Das Erlittene, der Verlust von Leben und Eigentum, lockerte manche Bindung. Namentlich Frau Fischer ließ in der Familie spüren, dass fester Besitz in ihren Augen wenig und sogar als verhängnisvoll galt: Die Nazi-Schergen hatten die Großeltern darum festnehmen können, weil diese, in erster Linie die Großmama, sich im Herbst 1944 weigerten, ihr geliebtes kleines Haus in einem Vorort von Budapest aufzugeben und in der Innenstadt in einem Schlupfloch unterzukommen.

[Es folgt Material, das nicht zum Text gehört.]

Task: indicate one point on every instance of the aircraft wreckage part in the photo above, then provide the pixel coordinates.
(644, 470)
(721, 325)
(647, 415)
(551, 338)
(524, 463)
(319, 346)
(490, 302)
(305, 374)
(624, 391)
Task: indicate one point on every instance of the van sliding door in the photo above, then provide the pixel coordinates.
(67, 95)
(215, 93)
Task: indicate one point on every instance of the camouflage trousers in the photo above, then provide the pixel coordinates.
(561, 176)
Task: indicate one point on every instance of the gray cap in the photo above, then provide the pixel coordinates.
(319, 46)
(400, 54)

Dass Sándor Fischer dankbar bekannte, die Sowjetarmee habe sein Leben gerettet, galt im Frühjahr 1945 für viele der zuvor Verfolgten als typisch. Eher untypisch dagegen war, dass Fischer senior mit den kommunistischen Machthabern, die von 1947/48 an das Land allein beherrschten, nicht sympathisierte und der Partei nie beitrat (worauf er im Stillen stolz war). Zwar hielt er, dem einheimischen Nationalismus gegenüber zutiefst misstrauisch, bis zuletzt an der Meinung fest, dass das Regime der Linken, um eine Nuance besser, für Leib und Leben mehr Sicherheit biete als die Alleinherrschaft einer barbarisch entfesselten, radikalen Rechten. Doch als in den stalinistischen frühen fünfziger Jahren die Staatspartei damit begann, »klassenfremde Elemente« in Budapest gewaltsam aus ihren Wohnungen zu holen und den Familien mitsamt Großeltern und Kleinkindern Zwangsaufenthalte in Bauernhütten in den entlegensten Winkeln des Landes zuzuweisen, da bekamen die engsten Angehörigen von Sándor Fischer zu hören, »diese da oben« handelten kein bisschen besser als die Nazis.

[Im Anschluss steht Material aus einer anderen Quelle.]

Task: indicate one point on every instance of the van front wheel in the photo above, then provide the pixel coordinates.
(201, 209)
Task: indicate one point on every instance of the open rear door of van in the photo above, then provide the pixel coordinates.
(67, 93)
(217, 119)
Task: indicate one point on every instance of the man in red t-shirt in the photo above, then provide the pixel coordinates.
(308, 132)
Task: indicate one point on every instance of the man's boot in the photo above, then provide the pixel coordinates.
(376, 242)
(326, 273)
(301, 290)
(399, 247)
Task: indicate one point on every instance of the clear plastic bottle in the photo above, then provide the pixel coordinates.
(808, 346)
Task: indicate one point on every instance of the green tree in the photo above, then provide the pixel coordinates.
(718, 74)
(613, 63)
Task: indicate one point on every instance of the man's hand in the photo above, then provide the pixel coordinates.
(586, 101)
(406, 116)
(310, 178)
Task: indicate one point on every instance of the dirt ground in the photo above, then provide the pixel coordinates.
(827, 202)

Im Spätherbst 1956 flüchteten 200.000 Ungarn, unter ihnen viele Intellektuelle insbesondere aus der jungen Generation, in Richtung Westen; rund zwei Prozent der Bevölkerung verließen das Land. Der Wunschtraum, der in den Revolutionstagen Wirklichkeit zu werden schien, der Ausbruch aus Moskaus Machtbereich, war — der abermalige sowjetische Einmarsch ließ daran keinen Zweifel — für lange Zeit, vielleicht für immer ausgeträumt. Gehen oder bleiben? Unzählige stellten sich die quälende Frage. Bei den Eltern Fischer herrschte darüber keine Einigkeit. Die Mutter wollte weg, fort aus der Diktatur, unbedingt, so schnell wie möglich. Der Vater, vorsichtiger, lehnte es ab, bei Nacht und Nebel das Abenteuer des unerlaubten Grenzübertritts mit drei kleinen Kindern auf sich zu nehmen. Er setzte sich durch, doch jedes Mal, wenn es in den Jahren hernach zu persönlichen Rückschlägen kam oder die politische Aussichtslosigkeit zu schwer über dem Land lastete, kehrte in der Familie der ganz im Konjunktiv gehaltene Spruch wieder: Wenn wir damals gegangen wären, dann …

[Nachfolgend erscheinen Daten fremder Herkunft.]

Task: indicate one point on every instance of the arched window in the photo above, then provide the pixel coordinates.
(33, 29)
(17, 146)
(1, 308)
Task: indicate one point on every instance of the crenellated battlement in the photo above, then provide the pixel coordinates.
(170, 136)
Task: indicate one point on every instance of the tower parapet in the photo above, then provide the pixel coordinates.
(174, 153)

Was blieb vom Schicksal der Eltern für den ältesten Sohn gegenwärtig, von der Konfrontation der älteren Generation mit zwei Gewaltregimen? Was von diesem schweren Erbe wurde für ihn bestimmend? Vor allen Dingen ein — durchaus leidenschaftliches — Engagement gegen jede Art des Rassismus. Der Akzent liegt auf der Wendung »gegen jede Art«. Als Fischer einmal in einem Interview erklärte, dass sein Eintreten für die Menschenrechte sehr wohl auch, doch nicht allein durch die Grauen der Nazizeit motiviert sei, bekam er die Frage gestellt, er wolle doch nicht etwa seine jüdische Herkunft verleugnen. Nein, gab er zur Antwort, das wolle er keineswegs, sie habe aber für sein Leben keine Bedeutung. Bei anderer Gelegenheit bekannte Fischer in der Tat, dass er für die vollständige Assimilation eintrete, und als Beispiel und Vorbild nannte er den früheren österreichischen Bundeskanzler Bruno Kreisky.

Als Dirigent gehört Fischer denn auch — zusammen etwa mit Daniel Barenboim — zu jenen Musikern, welche die judenfeindlichen Ausfälle im Prosawerk Richard Wagners zwar sehr wohl kennen, sie nicht entschuldigen, aber mit historischem Sinn als Symptome von Wagners Zeit auffassen. Ebenso wenig machen sie die fieberhaft fleißige Suche mit, die manche deutschen Zeitgenossen nach belastenden Belegen etwa im »Ring« oder in den »Meistersingern« anstellen.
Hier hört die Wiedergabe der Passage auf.